As long as it's well optimized, it'll all be worth it. Rushing for the sake of things will just breed another Ass Creed Unity or some other unoptimized piece of shit.


----------



## Juub (Feb 28, 2015)

Better than GTA IV. Worst than all of those before. Pretty good game overall.


----------



## Yagami1211 (Mar 17, 2015)

I liked it a lot. First GTA game I finished.


----------



## Itachі (Mar 17, 2015)

Nothing will beat the atmosphere of Vice City.


----------



## Butt Chugger (Mar 17, 2015)

Definitely worth it. It's a great open world experience.


----------



## GearsUp (Apr 2, 2015)

Yeah it's good

But it's not great


----------



## KeeperofOdyssey (Apr 2, 2015)

I have played GTA V on Xbox 360..and it was quite confusing at first for me on how the controls work >.>


----------



## Punk Zebra (Apr 19, 2015)

Once you played a GTA game then you played them all already. Bought GTA 5 when it released...... played pretty far then got bored quick. It felt like I done it before which I have.


----------



## Seto Kaiba (Apr 19, 2015)

I liked it myself, and would recommend it.


----------



## 7777777 (Apr 19, 2015)

It's a GTA game...


----------



## Deathbringerpt (Apr 19, 2015)

It's almost like you can play it and figure it out yourself.


----------



## Mockingbird (Apr 19, 2015)

Yagami1211 said:


> I liked it a lot.
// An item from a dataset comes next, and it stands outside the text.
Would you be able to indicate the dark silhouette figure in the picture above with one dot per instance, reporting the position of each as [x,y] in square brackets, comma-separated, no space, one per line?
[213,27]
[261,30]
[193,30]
First GTA game I finished.



tfw you've never finished a GTA game.


----------



## Camoball (Apr 20, 2015)

tfw I got the game two years ago and still haven't beat it.


----------



## Saiyan Kakashi (Apr 30, 2015)

Yes, the campaign is good, and once you've done the rest of the little things it can get boring.
But if you've got a good group of friends who also play it then it can be endless fun.
Hence why it's still alive and GTA Online ofcorse


----------



## misi4444 (May 14, 2015)

It's good and funny


----------